Hammondia Hammondi Harbors Functional Orthologs of the Host-modulating Effectors GRA15 and ROP16 but is Distinguished from Toxoplasma Gondii by a Unique Transcriptional Profile Eukaryotic Cell. Dec, 2014 | Pubmed ID: 25280815 Toxoplasma gondii and its nearest extant relative, Hammondia hammondi, are phenotypically distinct despite their remarkable similarity in gene content, synteny, and functionality.

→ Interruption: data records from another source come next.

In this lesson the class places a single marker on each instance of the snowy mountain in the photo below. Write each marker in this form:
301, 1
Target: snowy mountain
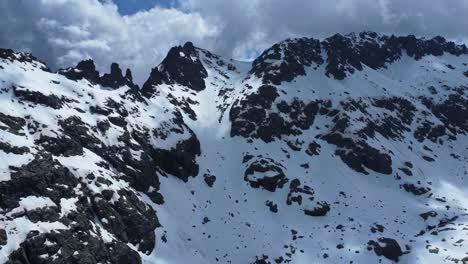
351, 149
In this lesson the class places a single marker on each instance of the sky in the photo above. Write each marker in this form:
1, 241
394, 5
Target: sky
138, 33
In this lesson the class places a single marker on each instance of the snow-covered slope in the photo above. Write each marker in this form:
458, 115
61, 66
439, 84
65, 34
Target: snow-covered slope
348, 150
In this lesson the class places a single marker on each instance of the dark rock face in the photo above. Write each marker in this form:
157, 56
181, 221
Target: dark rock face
68, 247
272, 206
52, 100
296, 193
321, 209
251, 118
209, 179
416, 190
136, 220
115, 79
129, 219
3, 237
345, 54
10, 55
182, 66
386, 247
295, 55
275, 179
181, 160
358, 155
84, 70
12, 124
60, 146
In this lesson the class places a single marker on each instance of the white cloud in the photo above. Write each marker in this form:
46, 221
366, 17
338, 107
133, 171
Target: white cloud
62, 32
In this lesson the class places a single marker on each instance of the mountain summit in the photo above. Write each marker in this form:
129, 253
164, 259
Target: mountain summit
351, 149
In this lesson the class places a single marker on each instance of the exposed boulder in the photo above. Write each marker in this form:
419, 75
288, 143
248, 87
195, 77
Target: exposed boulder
181, 66
386, 247
265, 173
84, 70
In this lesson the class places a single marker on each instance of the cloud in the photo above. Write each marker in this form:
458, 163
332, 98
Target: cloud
62, 32
250, 24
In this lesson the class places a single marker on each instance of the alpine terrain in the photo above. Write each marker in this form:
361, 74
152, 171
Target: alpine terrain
350, 149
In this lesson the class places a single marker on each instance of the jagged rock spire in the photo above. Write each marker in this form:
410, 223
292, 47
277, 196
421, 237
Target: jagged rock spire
181, 66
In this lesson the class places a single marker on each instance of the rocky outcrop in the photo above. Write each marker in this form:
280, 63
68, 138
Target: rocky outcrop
265, 173
181, 66
387, 247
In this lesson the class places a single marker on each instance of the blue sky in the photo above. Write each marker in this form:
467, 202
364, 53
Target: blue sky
128, 7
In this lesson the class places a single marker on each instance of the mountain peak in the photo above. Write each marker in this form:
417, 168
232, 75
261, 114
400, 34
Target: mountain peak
345, 54
84, 69
182, 66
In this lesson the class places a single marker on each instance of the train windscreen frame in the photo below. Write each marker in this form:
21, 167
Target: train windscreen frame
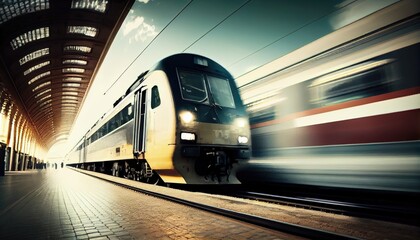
197, 87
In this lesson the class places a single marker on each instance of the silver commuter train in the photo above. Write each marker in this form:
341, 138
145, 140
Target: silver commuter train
183, 121
341, 116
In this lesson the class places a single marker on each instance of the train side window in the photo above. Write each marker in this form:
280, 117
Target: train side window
359, 81
155, 97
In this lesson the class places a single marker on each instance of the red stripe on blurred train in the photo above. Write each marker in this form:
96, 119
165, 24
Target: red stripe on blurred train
348, 116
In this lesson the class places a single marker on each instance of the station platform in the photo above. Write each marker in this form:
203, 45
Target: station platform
68, 204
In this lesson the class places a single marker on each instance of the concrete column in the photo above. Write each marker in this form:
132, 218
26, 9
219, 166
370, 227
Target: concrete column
2, 158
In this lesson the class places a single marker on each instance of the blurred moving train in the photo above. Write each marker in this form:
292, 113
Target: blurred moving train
183, 122
346, 112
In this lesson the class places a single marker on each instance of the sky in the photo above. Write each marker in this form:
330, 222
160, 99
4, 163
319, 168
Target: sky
241, 35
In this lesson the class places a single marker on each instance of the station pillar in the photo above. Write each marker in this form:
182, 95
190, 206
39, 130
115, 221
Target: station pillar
2, 158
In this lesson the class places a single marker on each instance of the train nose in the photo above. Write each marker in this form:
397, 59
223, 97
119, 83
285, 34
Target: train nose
214, 164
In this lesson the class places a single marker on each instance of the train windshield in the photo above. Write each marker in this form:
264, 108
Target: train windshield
194, 88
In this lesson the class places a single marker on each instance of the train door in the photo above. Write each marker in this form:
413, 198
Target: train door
139, 122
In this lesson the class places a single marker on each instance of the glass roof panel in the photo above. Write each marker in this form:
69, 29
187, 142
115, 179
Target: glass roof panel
71, 84
45, 102
77, 48
95, 5
30, 36
36, 67
76, 79
41, 85
73, 70
75, 61
69, 97
39, 77
34, 55
43, 98
13, 8
43, 92
71, 93
85, 30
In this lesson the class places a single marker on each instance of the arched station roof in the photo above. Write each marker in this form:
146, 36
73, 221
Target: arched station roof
50, 52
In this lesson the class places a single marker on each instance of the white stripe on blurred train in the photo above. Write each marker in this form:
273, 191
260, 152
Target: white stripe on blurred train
183, 122
343, 111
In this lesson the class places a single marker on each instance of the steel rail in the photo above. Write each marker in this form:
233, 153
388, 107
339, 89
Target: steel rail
283, 227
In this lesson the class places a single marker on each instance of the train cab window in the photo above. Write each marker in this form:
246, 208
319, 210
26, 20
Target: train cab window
155, 97
193, 86
359, 81
221, 92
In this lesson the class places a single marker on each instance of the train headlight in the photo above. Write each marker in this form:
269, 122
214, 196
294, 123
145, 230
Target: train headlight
242, 139
187, 117
186, 136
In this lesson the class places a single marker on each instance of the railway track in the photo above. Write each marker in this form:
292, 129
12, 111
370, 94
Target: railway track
284, 227
397, 214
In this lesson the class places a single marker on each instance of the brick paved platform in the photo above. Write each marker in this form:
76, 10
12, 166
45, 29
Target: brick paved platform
65, 204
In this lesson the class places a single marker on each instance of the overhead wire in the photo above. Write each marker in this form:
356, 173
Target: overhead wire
198, 39
147, 46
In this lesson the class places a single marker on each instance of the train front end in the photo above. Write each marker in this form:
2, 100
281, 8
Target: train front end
213, 133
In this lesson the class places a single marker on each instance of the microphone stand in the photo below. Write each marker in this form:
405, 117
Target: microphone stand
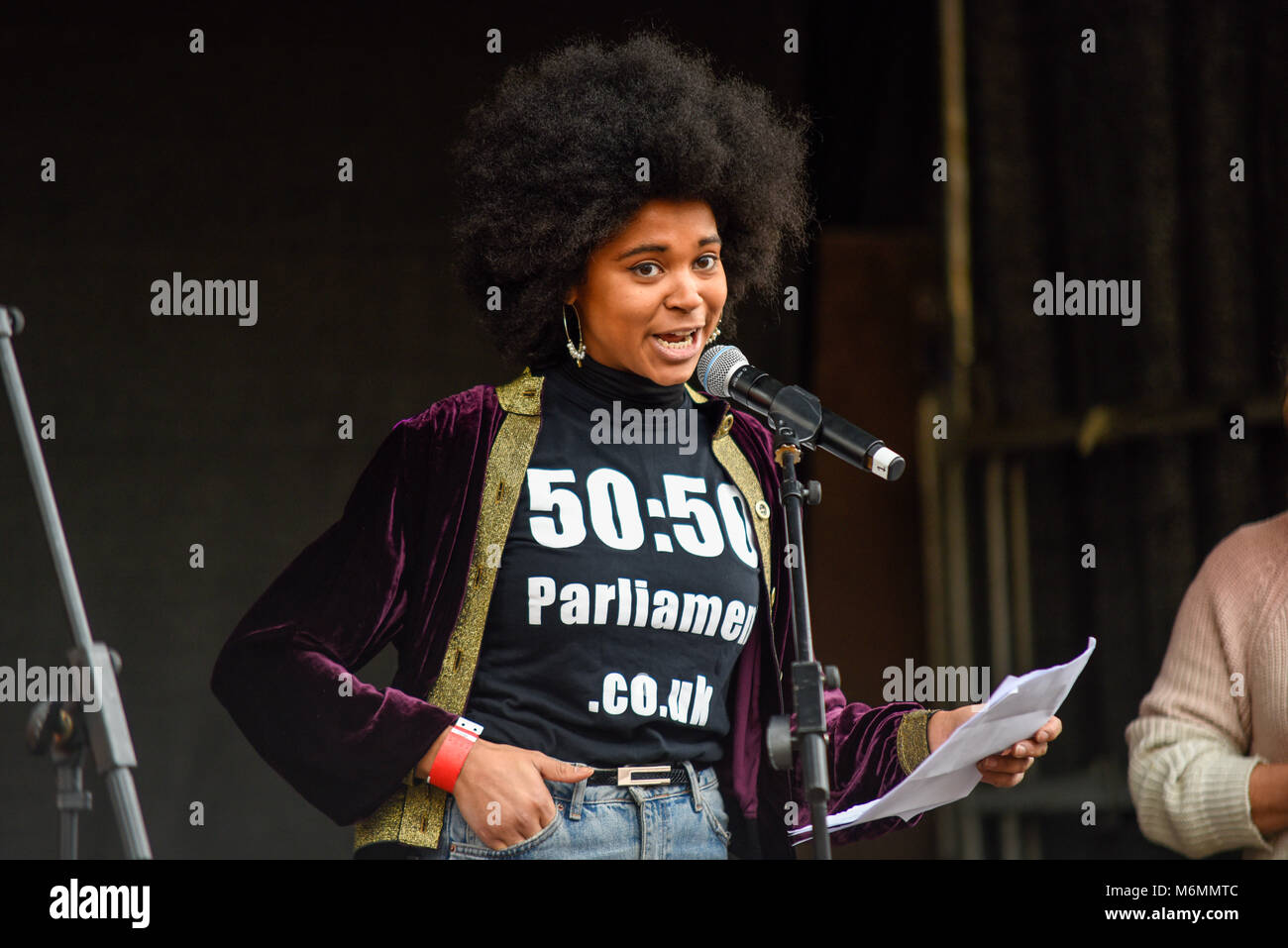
795, 417
56, 728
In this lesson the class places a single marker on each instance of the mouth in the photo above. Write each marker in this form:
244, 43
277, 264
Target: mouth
678, 342
678, 347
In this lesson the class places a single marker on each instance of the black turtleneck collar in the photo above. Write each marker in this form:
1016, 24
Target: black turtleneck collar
621, 385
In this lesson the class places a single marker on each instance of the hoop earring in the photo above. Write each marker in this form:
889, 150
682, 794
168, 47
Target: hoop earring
578, 352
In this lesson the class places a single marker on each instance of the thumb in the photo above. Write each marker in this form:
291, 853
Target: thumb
562, 771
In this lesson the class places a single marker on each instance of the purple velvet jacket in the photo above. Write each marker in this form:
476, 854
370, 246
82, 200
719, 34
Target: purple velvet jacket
394, 570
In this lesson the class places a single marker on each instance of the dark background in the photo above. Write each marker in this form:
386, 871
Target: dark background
179, 430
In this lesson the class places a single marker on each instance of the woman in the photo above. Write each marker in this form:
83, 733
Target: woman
1209, 753
592, 601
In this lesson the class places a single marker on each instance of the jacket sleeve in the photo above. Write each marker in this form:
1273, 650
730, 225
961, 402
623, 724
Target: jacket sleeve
286, 673
1188, 763
874, 749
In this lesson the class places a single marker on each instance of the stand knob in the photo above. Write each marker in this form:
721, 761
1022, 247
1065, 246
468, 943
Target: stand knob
778, 742
812, 492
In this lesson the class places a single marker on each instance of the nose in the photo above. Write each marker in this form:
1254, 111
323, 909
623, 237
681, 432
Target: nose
686, 295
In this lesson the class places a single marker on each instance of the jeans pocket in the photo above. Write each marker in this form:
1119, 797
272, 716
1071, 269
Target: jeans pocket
465, 844
712, 805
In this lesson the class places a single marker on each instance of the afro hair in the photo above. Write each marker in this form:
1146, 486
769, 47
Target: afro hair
546, 172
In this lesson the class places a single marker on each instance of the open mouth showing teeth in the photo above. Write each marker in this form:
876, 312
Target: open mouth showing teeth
677, 340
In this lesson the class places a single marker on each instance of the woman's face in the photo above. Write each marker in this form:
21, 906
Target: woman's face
660, 274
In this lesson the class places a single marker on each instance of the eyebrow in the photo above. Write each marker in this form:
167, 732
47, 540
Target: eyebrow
661, 248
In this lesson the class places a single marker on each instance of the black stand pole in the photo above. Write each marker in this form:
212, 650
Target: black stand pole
795, 417
108, 733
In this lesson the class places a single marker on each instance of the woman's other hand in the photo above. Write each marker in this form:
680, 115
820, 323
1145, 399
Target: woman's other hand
1005, 768
501, 792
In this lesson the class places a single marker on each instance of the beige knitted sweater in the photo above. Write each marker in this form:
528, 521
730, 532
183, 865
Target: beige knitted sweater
1220, 703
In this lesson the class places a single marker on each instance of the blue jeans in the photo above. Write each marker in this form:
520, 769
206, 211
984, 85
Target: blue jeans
658, 822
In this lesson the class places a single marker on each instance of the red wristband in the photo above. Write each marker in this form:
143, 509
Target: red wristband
451, 755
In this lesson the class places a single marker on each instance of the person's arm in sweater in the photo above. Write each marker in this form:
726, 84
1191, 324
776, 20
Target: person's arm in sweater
1189, 767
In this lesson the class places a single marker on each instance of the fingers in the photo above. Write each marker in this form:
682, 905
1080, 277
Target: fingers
1004, 772
1050, 730
561, 771
1005, 766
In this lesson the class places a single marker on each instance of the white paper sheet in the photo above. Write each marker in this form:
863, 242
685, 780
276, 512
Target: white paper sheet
1014, 711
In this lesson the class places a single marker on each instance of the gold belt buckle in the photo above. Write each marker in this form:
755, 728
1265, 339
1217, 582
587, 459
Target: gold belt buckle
638, 776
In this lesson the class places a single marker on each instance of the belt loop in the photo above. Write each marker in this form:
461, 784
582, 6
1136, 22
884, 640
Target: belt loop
694, 786
579, 792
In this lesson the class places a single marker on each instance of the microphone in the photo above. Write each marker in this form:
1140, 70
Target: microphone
725, 372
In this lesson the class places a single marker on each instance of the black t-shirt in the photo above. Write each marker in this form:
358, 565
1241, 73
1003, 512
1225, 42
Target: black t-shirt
627, 584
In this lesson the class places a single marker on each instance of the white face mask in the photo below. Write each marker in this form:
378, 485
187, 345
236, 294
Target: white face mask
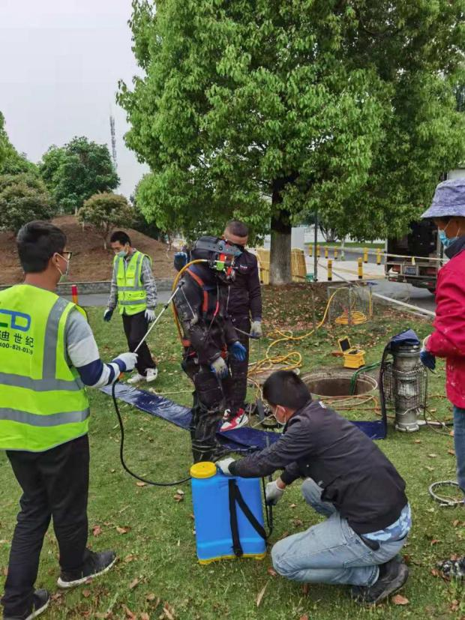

To begin to identify genetic differences that might drive distinct infection phenotypes of T. gondii and H. hammondi, in the present study we (i) determined whether two known host-interacting proteins, dense granule protein 15 (GRA15) and rhoptry protein 16 (ROP16), were functionally conserved in H. hammondi and (ii) performed the first comparative transcriptional analysis of H. hammondi and T. gondii sporulated oocysts. We found that GRA15 and ROP16 from H. hammondi (HhGRA15 and HhROP16) modulate the host NF-κB and STAT6 pathways, respectively, when expressed heterologously in T. gondii. We also found the transcriptomes of H. hammondi and T. gondii to be highly distinct. Consistent with the spontaneous conversion of H. hammondi tachyzoites into bradyzoites both in vitro and in vivo, H. hammondi high-abundance transcripts are enriched for genes that are of greater abundance in T. gondii bradyzoites. We also identified genes that are of high transcript abundance in H. hammondi but are poorly expressed in multiple T. gondii life stages, suggesting that these genes are uniquely expressed in H. hammondi. Taken together, these data confirm the functional conservation of known T. gondii virulence effectors in H. hammondi and point to transcriptional differences as a potential source of the phenotypic differences between these species.